Rafael Nadal ready for Djokovic challenge in Australian Open
A “highly motivated” Rafael Nadal welcomed rival Novak Djokovic’s much-anticipated return to the Australian Open as “good for tennis” Wednesday, while brushing off suggestions this may be his last tilt at the season-opening Grand Slam.
The 36-year-old Spanish great, who recently became a father, is beginning his new season at the United Cup, a new mixed-teams event starting Thursday in Sydney, Brisbane and Perth.
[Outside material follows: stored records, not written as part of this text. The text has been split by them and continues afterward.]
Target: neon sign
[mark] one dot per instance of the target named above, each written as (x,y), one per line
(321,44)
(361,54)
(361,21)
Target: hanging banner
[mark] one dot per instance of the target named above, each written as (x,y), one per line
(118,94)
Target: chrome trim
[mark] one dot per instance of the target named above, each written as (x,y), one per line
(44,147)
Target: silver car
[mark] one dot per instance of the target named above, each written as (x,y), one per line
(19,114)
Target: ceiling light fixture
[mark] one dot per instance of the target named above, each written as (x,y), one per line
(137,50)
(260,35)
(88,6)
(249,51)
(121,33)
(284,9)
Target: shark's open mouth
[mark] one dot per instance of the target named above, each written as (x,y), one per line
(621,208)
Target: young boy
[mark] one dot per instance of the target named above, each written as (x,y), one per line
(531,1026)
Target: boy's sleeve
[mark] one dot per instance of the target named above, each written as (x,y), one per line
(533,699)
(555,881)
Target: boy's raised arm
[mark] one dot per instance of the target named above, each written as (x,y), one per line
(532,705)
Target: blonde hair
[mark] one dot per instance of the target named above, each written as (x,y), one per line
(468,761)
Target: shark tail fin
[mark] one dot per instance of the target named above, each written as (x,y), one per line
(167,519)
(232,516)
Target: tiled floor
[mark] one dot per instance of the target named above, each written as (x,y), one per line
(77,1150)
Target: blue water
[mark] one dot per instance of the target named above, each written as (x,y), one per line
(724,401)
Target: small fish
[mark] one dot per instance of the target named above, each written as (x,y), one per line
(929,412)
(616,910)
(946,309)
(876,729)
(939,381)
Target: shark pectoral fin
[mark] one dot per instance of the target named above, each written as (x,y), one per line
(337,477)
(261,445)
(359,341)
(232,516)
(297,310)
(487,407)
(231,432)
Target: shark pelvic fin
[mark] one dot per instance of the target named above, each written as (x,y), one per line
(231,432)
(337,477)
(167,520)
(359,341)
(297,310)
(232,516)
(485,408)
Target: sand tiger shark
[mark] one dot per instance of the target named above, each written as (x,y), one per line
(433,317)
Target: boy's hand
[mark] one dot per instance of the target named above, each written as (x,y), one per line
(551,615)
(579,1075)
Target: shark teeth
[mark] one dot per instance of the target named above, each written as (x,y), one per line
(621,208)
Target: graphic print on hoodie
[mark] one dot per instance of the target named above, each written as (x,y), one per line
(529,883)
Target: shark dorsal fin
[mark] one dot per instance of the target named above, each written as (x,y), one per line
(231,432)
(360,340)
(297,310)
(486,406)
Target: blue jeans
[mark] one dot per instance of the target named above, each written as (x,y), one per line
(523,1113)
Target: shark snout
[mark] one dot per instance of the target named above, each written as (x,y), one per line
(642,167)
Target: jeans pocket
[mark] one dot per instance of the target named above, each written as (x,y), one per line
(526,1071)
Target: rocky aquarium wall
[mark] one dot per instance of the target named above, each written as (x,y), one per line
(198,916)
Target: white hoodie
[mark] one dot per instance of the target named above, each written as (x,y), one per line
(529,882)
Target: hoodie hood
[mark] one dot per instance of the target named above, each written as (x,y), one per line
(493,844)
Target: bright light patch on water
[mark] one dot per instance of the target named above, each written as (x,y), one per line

It will provide a warm-up for his defense of the Australian Open title next month at Melbourne Park, where he swept past Russian Daniil Medvedev to win this year in an epic five-setter.
That victory came after arch-rival and nine-time Australian Open winner Novak Djokovic was detained and deported ahead of the tournament after refusing to get vaccinated for COVID-19.
Australia has since lifted its requirement for visitors to show proof of vaccination against Covid. The Serb arrived back in the country on Tuesday for the first time since being turfed out.
Nadal, who has a record men’s 22 Grand Slam titles to Djokovic’s 21, said he was happy to see his superstar rival back.
“Novak is here, good for tennis, good for probably the fans,” the world number two said in Sydney. “Let’s see, no? Best players on court always win.”
Fifth-ranked Djokovic will begin his quest for an incredible 10th title at Melbourne Park at the Adelaide International from Sunday.
Nadal backed up his Australian Open win this year with a 14th French Open but struggled with injury after withdrawing from the Wimbledon semi-final with an abdominal tear in July.
Despite a poor second half of the year, Nadal said he was raring to go again with a clash first up at the United Cup against British world number 14 Cameron Norrie ahead of a blockbuster showdown with Australia’s Nick Kyrgios.
“The highest motivation to try to start well. It’s always important to start well for me, for the confidence,” he said.
“The last few months haven’t been easy for me. Main thing for me now is recover the positive feelings on court, being competitive. I hope to. I am ready to make that happen, but let’s see.”
Nadal played his first Australian Open in 2004. He is now a father, and with a history of injuries he was asked if this could be his last trip to Australia.
“As a professional, you never know, hopefully not,” he said.
“I mean, when you are at the age of 36, you never know when it’s going to be the last one. It’s obvious, but I don’t like to talk about that because I am not in that mood now.
“I’m just focused on trying to play at the highest level possible and give myself possibilities to keep being competitive, to fight for anything. That’s my goal now.
“I’m not thinking about it being my last time here. I am happy doing what I am doing. I’m looking forward to keep doing this.”